The IT team at Skagit Regional Health wanted a new approach to how they tracked their internal resource capacities. Their method of an Excel spreadsheet linked to an Access database had become far too cumbersome for their fast-paced environment. This process also created a huge burden for the team member that had been tasked to manage it. We were asked to create a solution that could be updated easily and efficiently. This project was affectionately nicknamed “Save Nancy.”

Task

Our first task was to choose the tool/technology where we could build the best solution. The second was to outline our priorities, use cases, and user flows for the project. After we had agreed on those – we began wireframing, designing, and building the final web-based application.

Action

During our initial discussions, we identified 3 important goals this application would need to perform; manage teams, manage projects, and most importantly, run reports so that the executive team could quickly view and act on critical data.

Based on the IT team’s skillset and comfort with Microsoft products, we chose a Microsoft SQL server as our database recommendation.
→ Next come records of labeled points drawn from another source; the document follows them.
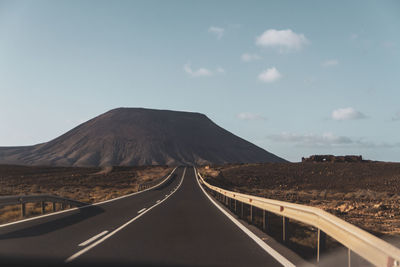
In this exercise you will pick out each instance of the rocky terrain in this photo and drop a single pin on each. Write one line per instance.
(366, 194)
(137, 136)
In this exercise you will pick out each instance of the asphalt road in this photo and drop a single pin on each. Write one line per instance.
(174, 224)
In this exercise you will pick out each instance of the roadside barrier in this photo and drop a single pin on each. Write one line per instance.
(366, 245)
(43, 199)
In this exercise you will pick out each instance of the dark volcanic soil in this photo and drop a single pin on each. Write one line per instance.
(84, 184)
(365, 194)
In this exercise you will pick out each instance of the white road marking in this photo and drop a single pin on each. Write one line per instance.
(262, 244)
(86, 249)
(140, 211)
(94, 204)
(90, 240)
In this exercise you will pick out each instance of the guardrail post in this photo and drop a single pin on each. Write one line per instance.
(22, 209)
(320, 243)
(251, 213)
(348, 257)
(285, 229)
(265, 222)
(43, 207)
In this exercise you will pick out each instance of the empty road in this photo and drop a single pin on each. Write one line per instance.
(174, 224)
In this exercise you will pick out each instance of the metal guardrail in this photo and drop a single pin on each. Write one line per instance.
(43, 199)
(366, 245)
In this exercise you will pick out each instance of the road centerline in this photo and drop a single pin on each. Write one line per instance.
(90, 240)
(140, 211)
(99, 241)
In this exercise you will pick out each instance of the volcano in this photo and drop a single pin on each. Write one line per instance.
(138, 136)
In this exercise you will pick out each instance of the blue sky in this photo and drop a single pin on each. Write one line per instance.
(294, 77)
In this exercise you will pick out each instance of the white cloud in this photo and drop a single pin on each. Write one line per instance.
(270, 75)
(327, 140)
(347, 114)
(201, 72)
(248, 116)
(354, 36)
(396, 116)
(220, 70)
(285, 40)
(250, 57)
(389, 44)
(217, 31)
(330, 63)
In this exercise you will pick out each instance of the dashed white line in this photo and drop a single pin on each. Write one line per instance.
(140, 211)
(86, 249)
(90, 240)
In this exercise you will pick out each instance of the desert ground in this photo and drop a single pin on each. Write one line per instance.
(366, 194)
(88, 185)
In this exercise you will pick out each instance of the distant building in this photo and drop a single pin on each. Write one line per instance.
(332, 158)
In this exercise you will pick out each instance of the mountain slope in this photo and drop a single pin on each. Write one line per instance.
(137, 136)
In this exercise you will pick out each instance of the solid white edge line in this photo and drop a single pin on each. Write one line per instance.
(261, 243)
(94, 204)
(86, 249)
(90, 240)
(140, 211)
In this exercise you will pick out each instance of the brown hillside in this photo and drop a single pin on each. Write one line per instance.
(137, 136)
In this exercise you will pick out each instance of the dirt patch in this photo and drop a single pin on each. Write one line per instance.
(83, 184)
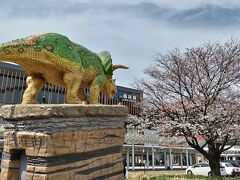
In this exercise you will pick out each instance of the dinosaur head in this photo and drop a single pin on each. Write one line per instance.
(109, 89)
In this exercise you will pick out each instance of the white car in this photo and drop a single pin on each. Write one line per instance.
(203, 169)
(230, 169)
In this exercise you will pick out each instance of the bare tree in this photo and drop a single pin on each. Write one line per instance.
(197, 93)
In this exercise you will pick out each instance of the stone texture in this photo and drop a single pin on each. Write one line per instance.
(64, 141)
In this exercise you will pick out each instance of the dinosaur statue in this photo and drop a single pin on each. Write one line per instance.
(53, 58)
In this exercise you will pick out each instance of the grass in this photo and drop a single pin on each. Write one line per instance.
(158, 176)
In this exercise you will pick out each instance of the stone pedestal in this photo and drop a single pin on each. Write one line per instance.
(67, 142)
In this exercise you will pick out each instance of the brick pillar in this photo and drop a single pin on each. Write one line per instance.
(67, 142)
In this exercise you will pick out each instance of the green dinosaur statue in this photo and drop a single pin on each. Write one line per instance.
(53, 58)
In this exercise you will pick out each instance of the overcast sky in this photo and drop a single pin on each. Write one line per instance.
(134, 31)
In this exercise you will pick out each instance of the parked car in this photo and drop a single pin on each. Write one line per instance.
(230, 169)
(235, 163)
(203, 169)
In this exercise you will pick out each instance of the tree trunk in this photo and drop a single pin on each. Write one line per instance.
(214, 160)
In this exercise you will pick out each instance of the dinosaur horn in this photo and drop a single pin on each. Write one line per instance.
(118, 66)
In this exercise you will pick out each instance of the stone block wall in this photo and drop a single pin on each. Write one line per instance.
(64, 142)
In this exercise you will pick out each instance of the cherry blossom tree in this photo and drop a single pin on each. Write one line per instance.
(196, 94)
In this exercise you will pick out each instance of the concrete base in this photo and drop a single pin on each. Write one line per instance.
(64, 142)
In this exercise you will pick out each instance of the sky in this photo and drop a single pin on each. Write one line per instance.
(133, 31)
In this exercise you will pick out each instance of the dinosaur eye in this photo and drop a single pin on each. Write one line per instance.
(49, 48)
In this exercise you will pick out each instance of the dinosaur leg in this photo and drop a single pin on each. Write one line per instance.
(34, 84)
(72, 82)
(80, 94)
(95, 90)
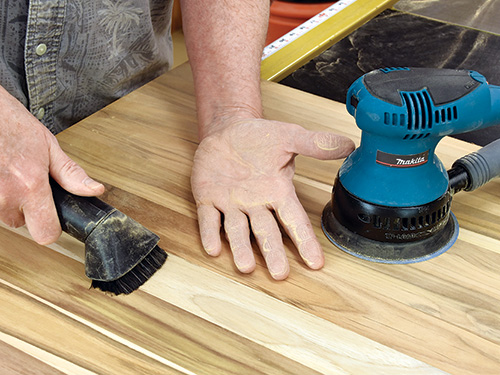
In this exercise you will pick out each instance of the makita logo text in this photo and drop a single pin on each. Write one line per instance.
(413, 161)
(402, 161)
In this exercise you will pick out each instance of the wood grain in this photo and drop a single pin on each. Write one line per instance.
(199, 315)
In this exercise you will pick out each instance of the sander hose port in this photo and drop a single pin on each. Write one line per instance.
(475, 169)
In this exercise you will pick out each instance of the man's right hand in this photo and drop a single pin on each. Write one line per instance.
(29, 153)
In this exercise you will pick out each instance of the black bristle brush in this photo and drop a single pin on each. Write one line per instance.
(120, 254)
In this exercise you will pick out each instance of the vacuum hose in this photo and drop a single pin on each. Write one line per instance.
(475, 169)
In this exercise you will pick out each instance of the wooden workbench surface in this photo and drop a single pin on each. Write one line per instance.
(198, 315)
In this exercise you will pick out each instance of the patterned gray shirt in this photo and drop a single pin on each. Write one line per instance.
(65, 59)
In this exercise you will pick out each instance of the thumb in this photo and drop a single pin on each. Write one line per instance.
(322, 145)
(70, 175)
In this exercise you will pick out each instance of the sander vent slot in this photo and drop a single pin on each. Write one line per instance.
(419, 108)
(406, 223)
(445, 115)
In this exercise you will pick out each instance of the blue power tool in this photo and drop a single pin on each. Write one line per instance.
(391, 200)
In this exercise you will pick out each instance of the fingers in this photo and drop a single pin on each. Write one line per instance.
(264, 228)
(40, 214)
(70, 175)
(321, 145)
(238, 236)
(209, 223)
(298, 227)
(268, 236)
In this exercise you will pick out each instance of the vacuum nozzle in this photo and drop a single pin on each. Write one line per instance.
(120, 253)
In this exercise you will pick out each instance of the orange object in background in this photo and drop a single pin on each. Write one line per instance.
(287, 15)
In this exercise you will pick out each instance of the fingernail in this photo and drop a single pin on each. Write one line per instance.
(94, 185)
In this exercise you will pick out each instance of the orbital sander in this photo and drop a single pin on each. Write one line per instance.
(391, 200)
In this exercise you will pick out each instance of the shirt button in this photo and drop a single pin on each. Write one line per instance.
(40, 113)
(41, 49)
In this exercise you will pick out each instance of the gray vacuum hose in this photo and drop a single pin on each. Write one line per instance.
(481, 166)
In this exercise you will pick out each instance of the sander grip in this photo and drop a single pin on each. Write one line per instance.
(481, 166)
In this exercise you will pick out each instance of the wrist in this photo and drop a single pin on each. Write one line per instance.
(224, 116)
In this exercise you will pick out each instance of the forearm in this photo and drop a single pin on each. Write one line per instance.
(224, 40)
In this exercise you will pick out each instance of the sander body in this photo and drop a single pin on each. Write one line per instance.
(391, 200)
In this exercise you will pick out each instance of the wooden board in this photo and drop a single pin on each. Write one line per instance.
(198, 315)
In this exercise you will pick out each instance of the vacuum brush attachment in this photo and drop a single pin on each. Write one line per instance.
(120, 254)
(401, 235)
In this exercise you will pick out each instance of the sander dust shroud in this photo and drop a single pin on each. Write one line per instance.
(391, 200)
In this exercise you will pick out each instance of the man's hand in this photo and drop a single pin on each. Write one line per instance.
(28, 154)
(244, 171)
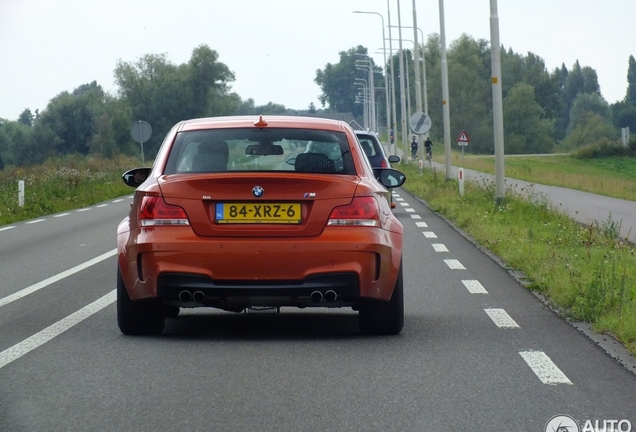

Its speed and performance, a solid community of knowledge base, and its natural evolution from an Access database were all factors which lead us to to making that decision. Because agreed this needed to be a web-based application, we chose HTML, CSS, and the modern flexible and reactive Vue.js library as the frontend architecture.

We began to sketch out use cases so that we could identify what user flows and funnels we’d need to map out. From these sessions, we identified 3 main user groups; Administrative, Project Owners, and Users. We created 3 different distinct flows based on this discovery. This group of user flows became the basis on which we created the application wireframes and eventually our final designs.

Results

The result was a simple-to-navigate web application with a clean design aesthetic and minimalistic color palette that leant itself to help the user be able to easily digest the data. Reports could easily be run, viewed, and filtered by teams, projects, or overall status. LDAP technology was utilized so administrators could easily add, remove, or change team members’ roles…and we successfully “Saved Nancy”.